Ex-Programmchef Lorenz: ORF ein "Gleitmedium"

Lorenz plädiert für Grasl. "Wird ein Medium nicht strikt geführt, verschlampt es".

Ex-ORF-Programmdirektor Wolfgang Lorenz hat noch nie mit seiner Meinung hinter dem Berg gehalten und war schon immer für pointierte Formulierungen gut. Entsprechend fällt auch sein Befund zum aktuellen ORF und seiner Führung aus.

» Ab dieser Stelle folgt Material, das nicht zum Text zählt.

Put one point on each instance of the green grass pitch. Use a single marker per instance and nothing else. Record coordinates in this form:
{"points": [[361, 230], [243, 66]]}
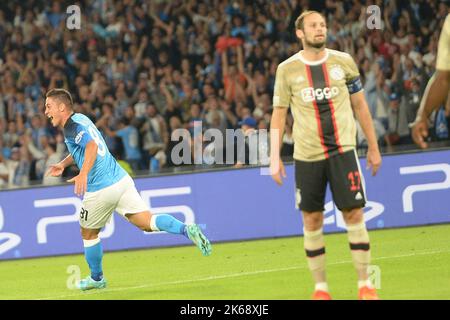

Der ORF war laut Lorenz einmal ein Leitmedium. "Heute ist er ein Gleitmedium, weich geworden unter dem Druck der Politik", erklärt er im Interview mit der Kleinen Zeitung. Konfliktvermeidung sei bei den Verantwortlichen zur obersten Maxime geworden. "Vor dem ORF muss sich heute keiner mehr fürchten", so der ehemalige ORF-Programmmacher. "Die Sparte Information - die einmal ein Kilimandscharo des ORF war - im Vergleich zu dem, was ZDF, ARD, Arte bieten, macht heute Puppentheater: Vorhang auf für Kasperl und Hexe."

Schlamperei Information

Zugleich werde der Diskurs vernachlässigt. Lorenz: "Es gibt im ORF zwei Diskussionssendungen: 'Im Zentrum' und 'Stöckl'. Schauen Sie sich an, was ARD und ZDF im Vergleich dazu anbieten. Ich denke: Der Gesellschaft dienen zu wollen, indem man alles zulässt und bei allem mitspielt, ist scheindemokratisch. Meinungsvielfalt heißt auch Meinung produzieren - nicht nur, sie affirmativ zu reportieren und die Politik so abzubilden, wie sie jetzt ist."

Ex-Programmchef Lorenz: ORF ein "Gleitmedium"
APA3669917-2 - 26022011 - WIEN - ÖSTERREICH: ZU APA-TEXT II - ORF-Programmdirektor Wolfgang Lorenz (l.) und ORF-Generaldirektor Alexander Wrabetz vor Beginn des ORF-Stiftungsrats am 02. April 2009 im ORF-Zentrum in Wien (Archivbild). APA-FOTO: HELMUT FOHRINGER
Die Ursachen dafür sieht der langjährige ORF-Manager in der Führungsetage. "Wenn sich der Chefredakteur die Belange der Information mit dem Generaldirektor ausmacht, weil die Fernsehdirektorin dafür nicht aufgestellt ist, dann muss das in Zukunft geändert werden." Die von den ORF-Journalisten postulierte hohe Unabhängigkeit der Information hält Lorenz für eine Folge von Nachlässigkeit: "Die scheinbare Unabhängigkeit der Journalisten ist eigentlich nur aus purer Schlamperei entstanden, weil sich niemand um die Information kümmert. Das ist kein Qualitätsmerkmal. Es ist keine Freiheit, sich aus Unlust nicht anzukleckern. Freiheit entsteht im Kampf, nicht im Liegestuhl. Wird ein Medium nicht strikt geführt, verschlampt es. Das ist am ORF genau ablesbar."

Technik ein "Klotz"

Probleme ortet Lorenz auch im Hauptabendprogramm. Dort "ist man offensichtlich nicht willens oder nicht in der Lage, öffentlich-rechtliches Programm zu machen". Das Programm werde generell "einfach ausgehungert", die Verwaltungsbereiche seien "zu groß", die Technik "ein Klotz am Bein". Geld werde dafür in ein Frühstücksfernsehen gesteckt. "Das ist scheißteuer, und dafür schrumst jetzt ein Marketenderfernsehen durch die Gegend." Die Politik sieht Lorenz via ORF-Stiftungsrat "so tief im ORF drin wie seit Jahrzehnten nicht". Der Einfluss der Landeshauptleute und Betriebsräte sei dort viel zu groß, das Programm interessiere die Stiftungsräte nicht. "Öffentlich-rechtlicher Rundfunk ist denen völlig wurscht. Sie bilden ihre Parteimeinung und ihre Parteiaufträge ab."

Neuaufstellung notwendig

Wegen all dieser Dinge sei er für einen Führungswechsel im ORF. Lorenz: "Nach zehn Jahren Alexander Wrabetz bedarf es einer Neuaufstellung. Die traue ich dem Richard Grasl zu. Und zwar dann, wenn er umsetzt, was er angekündigt hat: vier Direktoren als Programmdirektoren für TV-Information, TV-Programm, Radio und Digital zu installieren. Das hat es überhaupt noch nie gegeben, das wäre unglaublich mutig. Weiterzumachen wie bisher, hielte ich für fatal. Der ORF ist knapp daran, seine Glaubwürdigkeit zu verspielen."